With the recent increase in shark attacks, it may seem that sharks are dangerous animals. While it is true that some sharks, such as the bull shark, are more likely to attack humans that others, the fact remains that shark attacks overall are rare. Between 1959-1990, 1155 people were struck by lightning in the state of Florida. In this same time period, only 180 were attacked by sharks. Only 4 of the shark attacks were fatal. Often, sharks attack humans because they mistake their movements for those of sea mammals. There are also certain conditions where shark attacks are more likely to occur. Shark attacks are more likely to occur at dusk or at night. It's best to stay out of the water at these times. Murky or polluted waters also tend to cause sharks to mistake humans for their natural prey.
Hysteria over shark attacks can lead to the senseless killing of sharks. Most shark attacks are 100% preventable. Sharks do not come on land to attack us. If a person goes into the water, they are knowingly taking the risk of being attacked by a shark. If they choose to do it anyway, the attack is their responsibility. Sharks are animals and do not think in the same manner as humans. They attack instinctively, for food or out of fear, not out of malice.
Increased demand for shark cartilage is another threat sharks face.
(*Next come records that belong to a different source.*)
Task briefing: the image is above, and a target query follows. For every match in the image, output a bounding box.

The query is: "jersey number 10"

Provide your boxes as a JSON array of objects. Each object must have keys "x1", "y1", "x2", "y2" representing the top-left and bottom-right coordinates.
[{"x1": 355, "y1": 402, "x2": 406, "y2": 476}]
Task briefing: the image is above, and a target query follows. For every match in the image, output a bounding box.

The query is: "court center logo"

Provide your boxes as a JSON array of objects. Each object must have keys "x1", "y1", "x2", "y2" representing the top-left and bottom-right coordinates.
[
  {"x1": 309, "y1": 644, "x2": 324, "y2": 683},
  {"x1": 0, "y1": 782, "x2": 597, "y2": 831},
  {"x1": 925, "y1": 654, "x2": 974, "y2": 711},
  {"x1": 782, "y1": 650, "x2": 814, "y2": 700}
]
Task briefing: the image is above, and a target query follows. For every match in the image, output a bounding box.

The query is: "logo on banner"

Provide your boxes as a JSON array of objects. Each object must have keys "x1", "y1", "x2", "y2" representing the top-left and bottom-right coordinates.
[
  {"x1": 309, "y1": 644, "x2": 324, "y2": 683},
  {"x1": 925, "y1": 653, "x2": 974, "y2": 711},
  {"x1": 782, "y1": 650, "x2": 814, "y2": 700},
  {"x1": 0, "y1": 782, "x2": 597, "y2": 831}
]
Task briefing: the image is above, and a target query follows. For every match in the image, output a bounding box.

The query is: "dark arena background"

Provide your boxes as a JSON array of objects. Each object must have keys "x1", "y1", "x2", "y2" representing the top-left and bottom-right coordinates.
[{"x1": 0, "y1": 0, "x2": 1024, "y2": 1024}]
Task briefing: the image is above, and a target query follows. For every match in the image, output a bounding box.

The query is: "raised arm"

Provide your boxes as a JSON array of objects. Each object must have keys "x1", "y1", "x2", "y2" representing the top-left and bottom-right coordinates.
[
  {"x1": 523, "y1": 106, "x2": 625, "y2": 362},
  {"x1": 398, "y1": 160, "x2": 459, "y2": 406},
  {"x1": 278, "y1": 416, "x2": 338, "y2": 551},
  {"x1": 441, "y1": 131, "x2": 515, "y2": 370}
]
Some believe that shark cartilage helps prevent and treat cancer. Health food stores freely sell shark cartilage and many are now taking it as a cancer prevention supplement. As the demand for shark cartilage increases, so does shark fishing. It has been estimated that the spines of about 100 sharks are needed to treat a single cancer patient for one year.
Shark finning was also a threat. Sharks fins are considered a delicacy and can be sold for a high price. Since most commercial fisherman do not have boats large enough to transport a large number of sharks, most turned to finning, as it doesn’t require transporting an entire shark carcass. Finning consists of catching a shark on a line. They are often left on the line for hours. They are then pulled on the deck of the boat, their fins are cut off and they are thrown back in the water to die. Approximately 150 million sharks were killed in this manner in just one year. Shark finning was banned in US waters in December 2000.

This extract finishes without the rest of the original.